R&DE also co-founded and jointly leads the Bay Area Sustainable Sourcing Group in collaboration with Google Food to bring together regional, large food buyers and food system experts from universities and the dining departments a tech companies to elevate the thought leadership on sustainability and to leverage the group’s purchasing power to improve the regional food system.

Waste Reduction

R&DE Stanford Dining reduces waste, composts, donates food, and recycles whenever possible with a goal of zero waste in the dining halls and cafes. As part of R&DE Stanford Dining’s “Love Food Hate Waste” program, all dining halls have a food waste monitoring system. Stanford Dining is committed to reducing food waste throughout all parts of the food system. An example of this is through the “Deliciously Imperfect” program. R&DE has been working with 40 small and medium sized, local, organic farms to source “ugly produce” that is deemed too large, small, misshapen, miscolored, or scarred and unsellable produce that would otherwise be left in the fields or discarded, giving local, small and medium sized organic farms an additional source of income. R&DE also regularly donates food to local non-profits.

Organic Teaching Gardens

R&DE Stanford Dining has 10 organic teaching gardens. Stanford Dining also has a greenhouse in Arrillaga Family Dining Commons that grows microgreens and hydroponic towers in Florence Moore Dining.  The R&DE Stanford Dining organic teaching gardens offer multiple work days a week in addition to workshops that teach students how to grow their own produce. In addition, the Seed Library run by R&DE Stanford Dining gives students and the Stanford community free seeds each month that they can plant at home or in the gardens by their residences. 

Sustainable Living Program

The Sustainable Living Program is committed to influencing generations of students to lead sustainable lifestyles, not only on campus but in their future communities. R&DE Student Housing does this by providing infrastructure that encourages sustainable living. 

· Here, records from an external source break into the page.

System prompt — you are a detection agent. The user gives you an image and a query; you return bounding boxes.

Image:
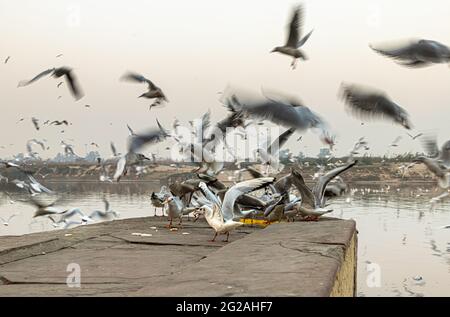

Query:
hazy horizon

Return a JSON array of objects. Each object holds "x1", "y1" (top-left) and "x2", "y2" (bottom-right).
[{"x1": 0, "y1": 0, "x2": 450, "y2": 158}]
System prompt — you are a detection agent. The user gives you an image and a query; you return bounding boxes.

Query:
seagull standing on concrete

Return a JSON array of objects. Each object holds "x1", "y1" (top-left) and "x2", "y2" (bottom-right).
[
  {"x1": 195, "y1": 177, "x2": 274, "y2": 242},
  {"x1": 272, "y1": 5, "x2": 313, "y2": 69},
  {"x1": 18, "y1": 67, "x2": 83, "y2": 100}
]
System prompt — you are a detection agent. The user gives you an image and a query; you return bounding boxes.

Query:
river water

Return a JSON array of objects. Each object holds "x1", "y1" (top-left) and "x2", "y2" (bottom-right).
[{"x1": 0, "y1": 182, "x2": 450, "y2": 296}]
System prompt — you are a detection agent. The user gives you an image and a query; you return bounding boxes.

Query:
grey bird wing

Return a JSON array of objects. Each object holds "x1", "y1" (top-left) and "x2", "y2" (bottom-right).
[
  {"x1": 18, "y1": 68, "x2": 55, "y2": 87},
  {"x1": 341, "y1": 84, "x2": 410, "y2": 126},
  {"x1": 369, "y1": 43, "x2": 417, "y2": 61},
  {"x1": 222, "y1": 177, "x2": 275, "y2": 221},
  {"x1": 420, "y1": 133, "x2": 439, "y2": 157},
  {"x1": 65, "y1": 71, "x2": 83, "y2": 100},
  {"x1": 297, "y1": 30, "x2": 314, "y2": 47},
  {"x1": 292, "y1": 168, "x2": 316, "y2": 209},
  {"x1": 127, "y1": 123, "x2": 136, "y2": 135},
  {"x1": 286, "y1": 6, "x2": 303, "y2": 48},
  {"x1": 128, "y1": 128, "x2": 166, "y2": 153},
  {"x1": 247, "y1": 166, "x2": 264, "y2": 178},
  {"x1": 313, "y1": 160, "x2": 358, "y2": 207},
  {"x1": 242, "y1": 100, "x2": 323, "y2": 130},
  {"x1": 267, "y1": 128, "x2": 295, "y2": 153},
  {"x1": 122, "y1": 72, "x2": 156, "y2": 90}
]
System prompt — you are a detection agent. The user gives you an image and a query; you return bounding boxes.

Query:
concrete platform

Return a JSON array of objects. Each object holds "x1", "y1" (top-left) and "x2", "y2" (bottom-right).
[{"x1": 0, "y1": 217, "x2": 357, "y2": 296}]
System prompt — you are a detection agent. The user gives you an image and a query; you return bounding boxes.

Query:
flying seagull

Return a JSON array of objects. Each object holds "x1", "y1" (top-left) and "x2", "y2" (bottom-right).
[
  {"x1": 113, "y1": 119, "x2": 168, "y2": 182},
  {"x1": 369, "y1": 39, "x2": 450, "y2": 68},
  {"x1": 122, "y1": 72, "x2": 168, "y2": 109},
  {"x1": 50, "y1": 120, "x2": 69, "y2": 126},
  {"x1": 294, "y1": 161, "x2": 357, "y2": 220},
  {"x1": 31, "y1": 117, "x2": 40, "y2": 131},
  {"x1": 18, "y1": 66, "x2": 83, "y2": 100},
  {"x1": 256, "y1": 128, "x2": 295, "y2": 174},
  {"x1": 340, "y1": 83, "x2": 412, "y2": 130},
  {"x1": 224, "y1": 88, "x2": 334, "y2": 145},
  {"x1": 272, "y1": 5, "x2": 313, "y2": 69}
]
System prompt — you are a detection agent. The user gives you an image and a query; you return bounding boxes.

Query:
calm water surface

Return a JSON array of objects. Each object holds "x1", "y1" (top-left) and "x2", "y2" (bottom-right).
[{"x1": 0, "y1": 183, "x2": 450, "y2": 296}]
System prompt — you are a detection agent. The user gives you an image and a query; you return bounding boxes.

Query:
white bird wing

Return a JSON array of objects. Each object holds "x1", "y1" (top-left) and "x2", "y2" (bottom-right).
[
  {"x1": 313, "y1": 160, "x2": 358, "y2": 207},
  {"x1": 286, "y1": 5, "x2": 303, "y2": 48},
  {"x1": 113, "y1": 155, "x2": 127, "y2": 181},
  {"x1": 222, "y1": 177, "x2": 275, "y2": 221},
  {"x1": 18, "y1": 68, "x2": 55, "y2": 87}
]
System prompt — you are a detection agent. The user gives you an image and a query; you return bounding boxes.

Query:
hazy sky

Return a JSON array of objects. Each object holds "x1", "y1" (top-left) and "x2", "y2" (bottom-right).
[{"x1": 0, "y1": 0, "x2": 450, "y2": 157}]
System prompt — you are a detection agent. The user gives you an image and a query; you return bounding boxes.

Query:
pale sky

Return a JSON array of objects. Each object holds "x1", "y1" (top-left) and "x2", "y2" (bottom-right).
[{"x1": 0, "y1": 0, "x2": 450, "y2": 157}]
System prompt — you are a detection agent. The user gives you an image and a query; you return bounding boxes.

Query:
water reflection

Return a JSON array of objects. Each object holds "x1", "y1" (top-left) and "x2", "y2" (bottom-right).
[{"x1": 0, "y1": 182, "x2": 450, "y2": 296}]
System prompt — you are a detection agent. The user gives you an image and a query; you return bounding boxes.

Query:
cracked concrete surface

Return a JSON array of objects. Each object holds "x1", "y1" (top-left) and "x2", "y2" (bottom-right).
[{"x1": 0, "y1": 217, "x2": 355, "y2": 296}]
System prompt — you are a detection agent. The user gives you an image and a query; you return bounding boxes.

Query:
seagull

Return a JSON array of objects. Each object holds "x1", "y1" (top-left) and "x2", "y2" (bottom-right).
[
  {"x1": 272, "y1": 5, "x2": 313, "y2": 69},
  {"x1": 122, "y1": 72, "x2": 168, "y2": 109},
  {"x1": 199, "y1": 177, "x2": 275, "y2": 222},
  {"x1": 369, "y1": 39, "x2": 450, "y2": 68},
  {"x1": 296, "y1": 161, "x2": 357, "y2": 221},
  {"x1": 340, "y1": 83, "x2": 412, "y2": 130},
  {"x1": 127, "y1": 124, "x2": 136, "y2": 135},
  {"x1": 61, "y1": 141, "x2": 76, "y2": 155},
  {"x1": 18, "y1": 67, "x2": 83, "y2": 100},
  {"x1": 406, "y1": 133, "x2": 423, "y2": 140},
  {"x1": 150, "y1": 186, "x2": 171, "y2": 216},
  {"x1": 50, "y1": 120, "x2": 69, "y2": 126},
  {"x1": 224, "y1": 87, "x2": 333, "y2": 145},
  {"x1": 413, "y1": 135, "x2": 450, "y2": 188},
  {"x1": 0, "y1": 212, "x2": 20, "y2": 227},
  {"x1": 89, "y1": 197, "x2": 119, "y2": 219},
  {"x1": 195, "y1": 177, "x2": 274, "y2": 242},
  {"x1": 29, "y1": 196, "x2": 65, "y2": 218},
  {"x1": 60, "y1": 207, "x2": 93, "y2": 224},
  {"x1": 256, "y1": 128, "x2": 295, "y2": 174},
  {"x1": 110, "y1": 141, "x2": 120, "y2": 157},
  {"x1": 31, "y1": 117, "x2": 40, "y2": 131},
  {"x1": 113, "y1": 119, "x2": 169, "y2": 182}
]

The R&DE Sustainable Living Program collaborates with students and staff to foster behavior change, reduce energy and water consumption, and reduce waste production in campus residences. 

DOWNLOAD THE Student Housing FACT SHEET - PDF

Water Conservation

R&DE Student Housing led an irrigation retrofit project in 2015 that included replacing all irrigation equipment, over 20,000 pieces, across its 57 acres of landscape with more efficient models; this is expected to save 33 million gallons of water per year, a 46% reduction in R&DE’s irrigation water use. R&DE continually strives to advance conservation efforts, and tested the lowest-flow showerhead on the market, making Stanford the first university to do so. 

Waste Reduction

R&DE Student Housing is expanding its zero waste program across all areas of R&DE. By the end of  2017, all residences will be outfitted with multi-stream collection bins and over the next three years all of R&DE facilities will be outfitted for zero-waste.

Green Cleaning

After a successful 2015 pilot in the Delta Delta Delta sorority house, R&DE plans to expand its green cleaning system to all houses.  The Tersano cleaning system uses an ozone-infused water solution that is just as powerful as traditional cleaners, without any chemicals. In addition to reducing packaging, the ozone solution is much safer for custodian and occupant health and reduces the impact of chemicals on the environment.  

Sustainable Move Out

The annual Give & Go program aims to reduce waste sent to landfill as students move out at the end of the academic year and partners with regional organizations to donate gently used items to communities in need.  Each year the program diverts approximately 50 tons of materials from the landfill.